Tym razem starszy pan cierpi na łagodny atak astmy. Po badaniu i podaniu leków pacjent poczuł się lepiej. Telefon do lekarza rodzinnego który decyduje się przyjąć pacjenta w przychodni tego samego dnia, to on przejmie opiekę nad pacjentem i może przepisze dodatkowe leki.
Ostatni wyjazd tego dnia też jest do osoby starszej. Samotność jest częstą przyczyną wyjazdów karetek ratunkowych. Rodzina nie może odwiedzić pacjenta z powodu obostrzeń związanych z wirusem. Pani babcia ledwo porusza się ze swoim chodzikiem, w kącie salonu leży reklamówka z przygotowanymi prezentami dla dzieci, wnuków i prawnuków. Pani babcia upadła w domu wczoraj, zraniła się w nogę. Przez to poruszała się z trudem. W naszej ocenie mogła zostać ona w domu, a nasze działania polegały na zreferowaniu pacjenta do lekarza rodzinnego który zalecił odpoczynek i przepisał leki bólowe, oraz zapewnieniu wizyty fizjoterapeuty który w następnym dniu oceni pacjenta pod względem jego poruszania się i ryzyka przyszłych upadków, zapewniając odpowiedni sprzęt i referując pacjenta do odpowiednich serwisów. Z naszej strony również, ze względu na problemy z poruszaniem się postaraliśmy się powiadomić o sytuacji serwisy socjalne które były w stanie zapewnić dla naszej pacjentki dodatkowych opiekunów.

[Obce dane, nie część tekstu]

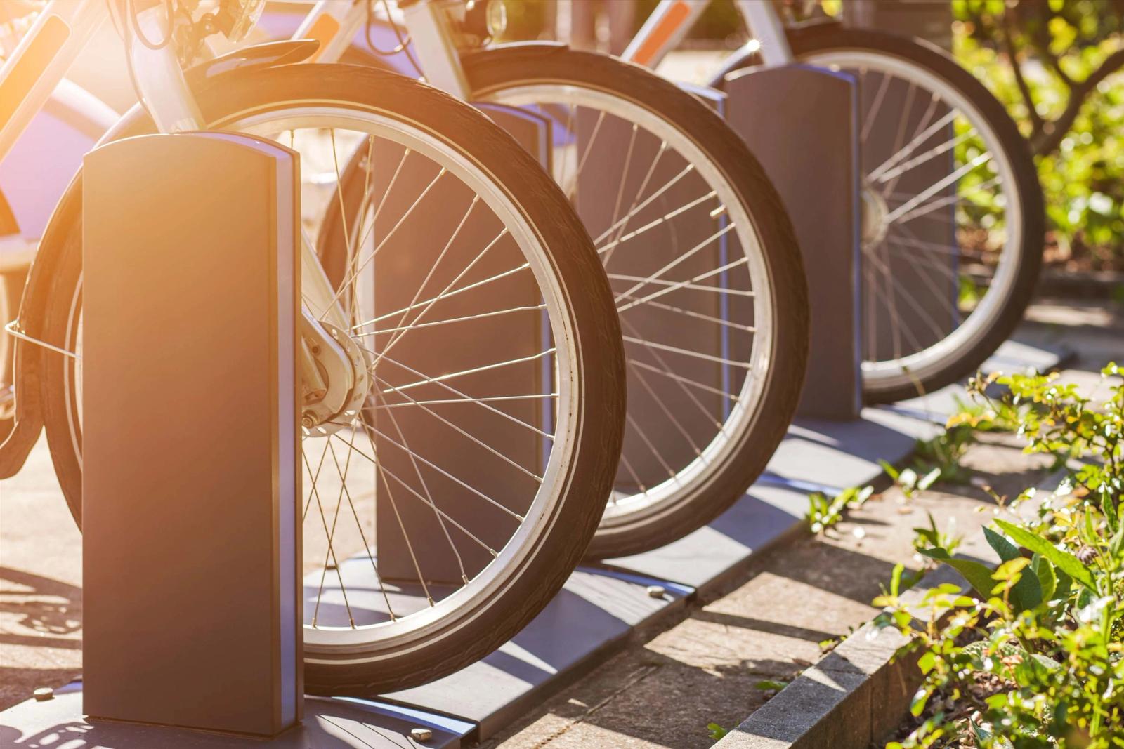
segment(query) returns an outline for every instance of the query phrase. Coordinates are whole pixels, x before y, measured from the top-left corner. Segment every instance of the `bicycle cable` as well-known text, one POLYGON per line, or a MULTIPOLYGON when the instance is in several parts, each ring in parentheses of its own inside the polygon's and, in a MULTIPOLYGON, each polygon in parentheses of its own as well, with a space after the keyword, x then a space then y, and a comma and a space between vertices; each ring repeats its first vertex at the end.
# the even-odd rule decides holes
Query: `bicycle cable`
POLYGON ((140 24, 138 21, 139 13, 136 8, 136 0, 125 0, 125 6, 128 9, 128 17, 126 18, 126 26, 132 21, 133 33, 140 44, 148 47, 153 52, 160 52, 169 44, 172 43, 172 37, 175 35, 175 8, 172 4, 172 0, 164 0, 164 9, 167 11, 167 34, 164 36, 162 42, 153 43, 144 35, 140 30, 140 24))
POLYGON ((402 36, 401 30, 398 28, 398 22, 395 20, 395 17, 390 11, 390 3, 387 0, 379 0, 379 2, 382 3, 383 10, 387 11, 387 22, 390 24, 390 28, 395 33, 395 37, 398 39, 398 46, 393 49, 380 49, 371 38, 371 26, 374 21, 374 0, 366 0, 366 26, 363 29, 364 36, 366 37, 366 46, 369 46, 371 52, 380 57, 391 57, 399 53, 405 53, 406 58, 410 62, 410 65, 414 66, 418 76, 425 80, 425 73, 422 72, 422 65, 419 65, 418 61, 414 58, 414 53, 410 51, 410 36, 408 34, 402 36))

Kończymy dyżur wracamy na stację aby udać się do naszych domów. Typowy dyżur na wyspach. Święta są okresem trudnym dla ratowników, w tym okresie który powinien być wesoły i szczęśliwi jesteśmy świadkami ludzkich tragedii i problemów. Jednak ostatnie miesiące tak jak wspomniałem są dla nas ratowników wyjątkowo trudne i każdy czeka już na czasy kiedy skończy się już całe to wariactwo.

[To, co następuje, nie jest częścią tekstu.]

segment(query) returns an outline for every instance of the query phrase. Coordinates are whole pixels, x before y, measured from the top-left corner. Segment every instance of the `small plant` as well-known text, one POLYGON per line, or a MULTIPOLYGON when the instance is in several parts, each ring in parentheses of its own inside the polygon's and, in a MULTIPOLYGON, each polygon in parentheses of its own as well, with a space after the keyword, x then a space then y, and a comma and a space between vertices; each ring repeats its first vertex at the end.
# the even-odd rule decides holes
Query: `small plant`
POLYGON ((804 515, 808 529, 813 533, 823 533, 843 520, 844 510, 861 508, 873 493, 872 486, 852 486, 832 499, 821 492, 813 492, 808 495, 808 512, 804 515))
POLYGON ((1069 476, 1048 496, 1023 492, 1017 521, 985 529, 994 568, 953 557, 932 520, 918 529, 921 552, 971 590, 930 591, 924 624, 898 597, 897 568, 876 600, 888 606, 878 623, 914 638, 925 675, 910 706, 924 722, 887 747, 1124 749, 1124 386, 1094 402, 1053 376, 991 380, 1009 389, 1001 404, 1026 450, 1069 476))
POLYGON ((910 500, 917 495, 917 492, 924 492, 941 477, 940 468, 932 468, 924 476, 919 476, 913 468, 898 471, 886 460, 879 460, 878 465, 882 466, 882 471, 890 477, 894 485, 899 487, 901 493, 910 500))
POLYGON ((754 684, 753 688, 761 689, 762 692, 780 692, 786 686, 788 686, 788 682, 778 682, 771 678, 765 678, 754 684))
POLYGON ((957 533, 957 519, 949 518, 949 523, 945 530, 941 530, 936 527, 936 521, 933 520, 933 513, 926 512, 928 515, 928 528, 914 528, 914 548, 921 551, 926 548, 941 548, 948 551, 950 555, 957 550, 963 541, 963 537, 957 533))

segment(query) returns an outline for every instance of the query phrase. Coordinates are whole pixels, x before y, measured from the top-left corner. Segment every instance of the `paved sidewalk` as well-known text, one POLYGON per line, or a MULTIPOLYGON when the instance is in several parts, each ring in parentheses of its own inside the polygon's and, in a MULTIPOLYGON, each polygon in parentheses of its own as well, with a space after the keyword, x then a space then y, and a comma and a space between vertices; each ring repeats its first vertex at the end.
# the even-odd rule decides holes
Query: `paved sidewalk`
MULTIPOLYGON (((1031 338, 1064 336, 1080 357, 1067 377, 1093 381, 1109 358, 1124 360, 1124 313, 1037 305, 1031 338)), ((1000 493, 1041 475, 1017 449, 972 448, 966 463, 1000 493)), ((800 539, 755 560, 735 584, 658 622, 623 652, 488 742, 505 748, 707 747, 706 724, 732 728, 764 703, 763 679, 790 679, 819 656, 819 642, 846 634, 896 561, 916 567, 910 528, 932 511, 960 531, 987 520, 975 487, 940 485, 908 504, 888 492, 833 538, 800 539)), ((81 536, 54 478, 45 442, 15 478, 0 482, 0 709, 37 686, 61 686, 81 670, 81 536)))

Moi drodzy czytelnicy z okazji Nowego Roku chciałbym życzyć wam dużo Zdrowia – Zdrowie jest najważniejsze, zarówno to fizyczne jak i psychiczne. Jak również pomyślności i spełnienia wszystkich marzeń i planów. Niech ten przyszły rok będzie dla nas chociaż troszkę bardziej normalny.